In [4]:
from selenium import webdriver
from selenium.webdriver.chrome.options import Options
from bs4 import BeautifulSoup
import time

In [6]:
def scrape_dynamic_text(url):
    options = Options()
    options.add_argument("--headless")  # Run in headless mode
    driver = webdriver.Chrome(options=options)

    driver.get(url)
    time.sleep(5)  # Give time for page to load JS content

    soup = BeautifulSoup(driver.page_source, 'html.parser')
    driver.quit()

    paragraphs = soup.find_all('p')
    text = ""
    for p in paragraphs:
        cleaned = p.get_text(strip=True)
        if len(cleaned) > 30:
            text += cleaned + "\n"

    return text

In [20]:
# Scrape
url = "https://thegraceandmoxielife.com/21-health-and-fitness-questions-you-probably-want-answers-to/"
content = scrape_dynamic_text(url)

# Save to file
with open("FAQs.txt", "w", encoding="utf-8") as f:
    f.write(content)

print("Done. Data saved to uae_health_data.txt")

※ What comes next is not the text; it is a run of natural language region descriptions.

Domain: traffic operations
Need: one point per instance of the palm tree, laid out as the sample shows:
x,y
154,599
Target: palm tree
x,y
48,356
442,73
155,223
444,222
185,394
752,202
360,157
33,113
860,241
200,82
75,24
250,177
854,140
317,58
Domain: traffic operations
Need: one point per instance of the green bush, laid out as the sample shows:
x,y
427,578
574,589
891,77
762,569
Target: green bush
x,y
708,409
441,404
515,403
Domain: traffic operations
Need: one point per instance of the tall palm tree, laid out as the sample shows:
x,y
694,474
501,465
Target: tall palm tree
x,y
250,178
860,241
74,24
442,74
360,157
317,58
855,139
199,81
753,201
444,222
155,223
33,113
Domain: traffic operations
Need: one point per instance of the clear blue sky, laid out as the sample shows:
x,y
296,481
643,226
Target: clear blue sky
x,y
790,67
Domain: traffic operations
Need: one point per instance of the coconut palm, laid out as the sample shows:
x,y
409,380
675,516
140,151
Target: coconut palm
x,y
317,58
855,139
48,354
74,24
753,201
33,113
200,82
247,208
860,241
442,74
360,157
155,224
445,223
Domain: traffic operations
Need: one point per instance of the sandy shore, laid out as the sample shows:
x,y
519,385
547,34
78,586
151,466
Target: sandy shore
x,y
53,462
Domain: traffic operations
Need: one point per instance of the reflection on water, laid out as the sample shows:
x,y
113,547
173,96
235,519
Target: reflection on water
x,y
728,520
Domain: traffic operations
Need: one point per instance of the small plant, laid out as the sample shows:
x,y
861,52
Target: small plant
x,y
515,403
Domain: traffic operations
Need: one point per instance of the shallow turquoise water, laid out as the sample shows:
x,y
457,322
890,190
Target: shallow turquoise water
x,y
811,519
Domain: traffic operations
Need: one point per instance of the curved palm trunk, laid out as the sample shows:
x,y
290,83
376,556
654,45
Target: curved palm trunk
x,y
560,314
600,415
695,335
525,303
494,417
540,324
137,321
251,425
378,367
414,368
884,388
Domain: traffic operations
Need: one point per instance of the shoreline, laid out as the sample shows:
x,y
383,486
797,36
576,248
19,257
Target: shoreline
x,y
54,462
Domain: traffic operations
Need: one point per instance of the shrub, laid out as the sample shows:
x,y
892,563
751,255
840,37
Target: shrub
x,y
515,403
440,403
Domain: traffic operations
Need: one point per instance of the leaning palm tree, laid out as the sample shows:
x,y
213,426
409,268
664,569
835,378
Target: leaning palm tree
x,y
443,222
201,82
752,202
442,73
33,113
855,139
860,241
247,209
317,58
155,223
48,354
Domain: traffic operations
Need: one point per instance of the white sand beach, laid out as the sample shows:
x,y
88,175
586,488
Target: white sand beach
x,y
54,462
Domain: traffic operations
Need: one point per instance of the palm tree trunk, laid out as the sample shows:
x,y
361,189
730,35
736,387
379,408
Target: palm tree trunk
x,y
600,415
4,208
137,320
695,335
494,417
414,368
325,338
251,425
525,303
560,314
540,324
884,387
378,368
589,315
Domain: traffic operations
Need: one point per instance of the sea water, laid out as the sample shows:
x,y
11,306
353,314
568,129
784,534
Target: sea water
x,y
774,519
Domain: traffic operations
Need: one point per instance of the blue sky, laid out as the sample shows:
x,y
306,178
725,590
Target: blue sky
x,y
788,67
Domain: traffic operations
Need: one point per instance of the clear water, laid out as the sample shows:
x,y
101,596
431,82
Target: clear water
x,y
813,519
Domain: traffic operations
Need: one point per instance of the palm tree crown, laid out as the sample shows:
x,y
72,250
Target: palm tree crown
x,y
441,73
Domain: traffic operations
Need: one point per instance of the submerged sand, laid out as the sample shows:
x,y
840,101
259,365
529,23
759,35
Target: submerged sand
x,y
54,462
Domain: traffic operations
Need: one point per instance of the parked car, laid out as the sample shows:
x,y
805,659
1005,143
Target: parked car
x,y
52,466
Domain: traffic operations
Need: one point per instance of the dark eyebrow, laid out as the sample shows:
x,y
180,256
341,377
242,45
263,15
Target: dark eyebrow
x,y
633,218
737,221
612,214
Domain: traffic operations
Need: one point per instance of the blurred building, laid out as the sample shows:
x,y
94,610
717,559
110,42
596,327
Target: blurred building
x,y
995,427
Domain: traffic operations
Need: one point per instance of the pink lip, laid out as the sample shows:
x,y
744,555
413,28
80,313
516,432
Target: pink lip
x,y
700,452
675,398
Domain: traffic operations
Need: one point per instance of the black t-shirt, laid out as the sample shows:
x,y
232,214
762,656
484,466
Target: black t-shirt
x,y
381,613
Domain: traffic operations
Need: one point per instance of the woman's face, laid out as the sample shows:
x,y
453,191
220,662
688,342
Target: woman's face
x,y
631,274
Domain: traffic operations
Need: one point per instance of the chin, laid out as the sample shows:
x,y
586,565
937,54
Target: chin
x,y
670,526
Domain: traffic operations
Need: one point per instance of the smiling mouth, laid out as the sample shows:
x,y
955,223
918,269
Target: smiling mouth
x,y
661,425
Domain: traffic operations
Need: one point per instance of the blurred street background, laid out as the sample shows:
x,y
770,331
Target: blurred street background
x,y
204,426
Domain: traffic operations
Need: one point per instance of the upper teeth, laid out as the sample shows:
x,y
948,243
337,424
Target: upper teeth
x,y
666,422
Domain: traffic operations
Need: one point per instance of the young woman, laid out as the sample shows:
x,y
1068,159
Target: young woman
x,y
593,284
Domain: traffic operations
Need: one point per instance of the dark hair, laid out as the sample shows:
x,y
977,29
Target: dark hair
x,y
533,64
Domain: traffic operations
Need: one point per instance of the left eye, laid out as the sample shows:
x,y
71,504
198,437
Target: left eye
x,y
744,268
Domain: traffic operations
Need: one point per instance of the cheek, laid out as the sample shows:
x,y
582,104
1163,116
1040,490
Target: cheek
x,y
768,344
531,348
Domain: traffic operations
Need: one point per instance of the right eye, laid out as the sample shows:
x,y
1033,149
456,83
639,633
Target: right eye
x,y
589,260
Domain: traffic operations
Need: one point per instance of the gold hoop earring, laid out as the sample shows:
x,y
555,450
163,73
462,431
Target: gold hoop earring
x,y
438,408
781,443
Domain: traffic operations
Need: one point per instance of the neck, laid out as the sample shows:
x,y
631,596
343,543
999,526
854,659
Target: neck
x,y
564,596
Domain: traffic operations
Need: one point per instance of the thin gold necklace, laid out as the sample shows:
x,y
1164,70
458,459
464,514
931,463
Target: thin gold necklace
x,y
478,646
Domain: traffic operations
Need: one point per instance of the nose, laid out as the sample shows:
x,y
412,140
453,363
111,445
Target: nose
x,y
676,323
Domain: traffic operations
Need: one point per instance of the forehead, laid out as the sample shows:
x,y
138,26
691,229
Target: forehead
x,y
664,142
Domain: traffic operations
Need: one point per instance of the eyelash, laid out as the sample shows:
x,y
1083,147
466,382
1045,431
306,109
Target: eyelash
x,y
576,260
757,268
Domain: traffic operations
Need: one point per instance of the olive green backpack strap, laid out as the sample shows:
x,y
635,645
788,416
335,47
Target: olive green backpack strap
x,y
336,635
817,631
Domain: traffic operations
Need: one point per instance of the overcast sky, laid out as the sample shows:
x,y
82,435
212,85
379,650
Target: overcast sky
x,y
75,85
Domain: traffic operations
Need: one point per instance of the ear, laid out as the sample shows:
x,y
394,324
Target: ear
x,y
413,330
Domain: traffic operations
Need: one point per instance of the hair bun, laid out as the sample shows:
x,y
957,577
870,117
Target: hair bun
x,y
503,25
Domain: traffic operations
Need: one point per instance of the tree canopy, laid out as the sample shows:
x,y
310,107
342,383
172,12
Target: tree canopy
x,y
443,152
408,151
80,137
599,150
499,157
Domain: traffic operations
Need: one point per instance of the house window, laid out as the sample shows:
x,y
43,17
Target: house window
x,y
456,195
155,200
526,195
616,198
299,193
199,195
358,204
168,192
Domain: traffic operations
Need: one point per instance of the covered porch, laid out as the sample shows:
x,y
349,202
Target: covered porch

Done. Data saved to uae_health_data.txt


Cleaning and Preprocessing

In [27]:
import re

def smart_preprocess(text):
    lines = text.splitlines()
    blocks = []
    buffer = []
    current_title = None
    is_question = False

    for line in lines:
        line = line.strip()
        if not line:
            continue  # skip empty lines

        match = re.match(r"^(\d{1,2}\.|-)\s*(.*)", line)
        if match:
            # Save previous block before starting a new one
            if current_title:
                blocks.append({
                    "type": "qna" if is_question else "info",
                    "title": current_title,
                    "content": " ".join(buffer).strip()
                })
                buffer = []

            current_title = match.group(2).strip()
            is_question = "?" in current_title
        else:
            buffer.append(line)

    # Save last block
    if current_title:
        blocks.append({
            "type": "qna" if is_question else "info",
            "title": current_title,
            "content": " ".join(buffer).strip()
        })

    return blocks

# === STEP 1: Load your raw file ===
input_path = "FAQs2.txt"   # Change this to your file name
output_path = "preprocessed_output2.txt"

with open(input_path, "r", encoding="utf-8") as f:
    raw_text = f.read()

# === STEP 2: Preprocess ===
processed_blocks = smart_preprocess(raw_text)

# === STEP 3: Save the clean output ===
with open(output_path, "w", encoding="utf-8") as f:
    for block in processed_blocks:
        f.write(f"[Type] {block['type'].upper()}\n")
        f.write(f"[Title] {block['title']}\n")
        f.write(f"[Content] {block['content']}\n")
        f.write("-" * 50 + "\n")

print("✅ Preprocessed file saved to:", output_path)


✅ Preprocessed file saved to: preprocessed_output2.txt